- Born: Charles G. Bishop 24 December 1838 England
- Died: 25 March 1919 (aged 80)
- Buried: Oakland Memory Lanes, Dolton, Illinois
- Allegiance: United States (Union)
- Branch: Army
- Service years: 1862-1865
- Rank: Corporal
- Unit: Company C, 122nd Illinois Infantry
- Conflicts: Nashville, Tennessee
- Awards: Medal of Honor

= George Stokes (Medal of Honor) =

George Stokes (also known as Charles G. Bishop, 24 December 1838 – 25 March 1919) was a corporal in the United States Army who was awarded the Presidential Medal of Honor for gallantry during the American Civil War. Stokes was awarded the medal on 24 February 1865 for actions performed at the Battle of Nashville in Tennessee on 16 December 1864.

== Personal life ==
Stokes was born in England on 24 December 1838 and lived in Kane, Illinois as a farmer.
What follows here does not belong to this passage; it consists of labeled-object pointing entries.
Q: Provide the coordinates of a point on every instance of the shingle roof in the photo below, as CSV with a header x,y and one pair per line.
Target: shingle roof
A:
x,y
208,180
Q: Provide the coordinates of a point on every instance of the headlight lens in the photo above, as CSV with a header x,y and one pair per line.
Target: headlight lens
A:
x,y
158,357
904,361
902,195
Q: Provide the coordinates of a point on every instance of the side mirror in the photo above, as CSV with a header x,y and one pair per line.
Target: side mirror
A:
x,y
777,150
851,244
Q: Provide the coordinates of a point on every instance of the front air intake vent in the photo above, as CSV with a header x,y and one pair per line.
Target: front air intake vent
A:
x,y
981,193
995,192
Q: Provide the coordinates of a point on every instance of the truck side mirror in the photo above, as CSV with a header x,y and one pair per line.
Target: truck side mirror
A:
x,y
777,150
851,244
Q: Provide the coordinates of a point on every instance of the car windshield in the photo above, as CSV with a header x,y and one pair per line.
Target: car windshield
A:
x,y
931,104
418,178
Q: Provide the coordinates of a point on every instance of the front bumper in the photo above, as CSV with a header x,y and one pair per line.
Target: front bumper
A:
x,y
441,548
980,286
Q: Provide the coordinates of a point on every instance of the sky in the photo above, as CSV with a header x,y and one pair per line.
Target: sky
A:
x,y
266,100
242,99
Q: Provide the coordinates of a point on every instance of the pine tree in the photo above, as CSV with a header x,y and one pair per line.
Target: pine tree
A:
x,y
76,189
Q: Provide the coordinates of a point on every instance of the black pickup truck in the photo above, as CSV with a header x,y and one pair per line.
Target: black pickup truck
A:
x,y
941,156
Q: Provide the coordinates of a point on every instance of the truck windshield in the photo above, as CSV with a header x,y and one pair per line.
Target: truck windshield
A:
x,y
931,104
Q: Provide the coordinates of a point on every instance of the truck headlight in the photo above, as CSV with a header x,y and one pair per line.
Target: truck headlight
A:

He married Augusta Anna Hough and fathered four children, of which three reached adulthood. He died on 25 March 1919 and was buried in Oakland Memory Lanes in Dolton, Illinois.

== Military service ==
Stokes enlisted in the Army as a corporal on 15 August 1862 at Jerseyville, Illinois. He was mustered into Company C of the 122nd Illinois Infantry but was demoted to private.

Stokes' Medal of Honor citation reads:

The President of the United States of America, in the name of Congress, takes pleasure in presenting the Medal of Honor to Private George Stokes, United States Army, for extraordinary heroism on 16 December 1864, while serving with Company C, 122d Illinois Infantry, in action at Nashville, Tennessee, for capture of flag.
— E. M. Stanton, Secretary of War

Stokes was mustered out of the Army on 15 July 1865 at Mobile, Alabama.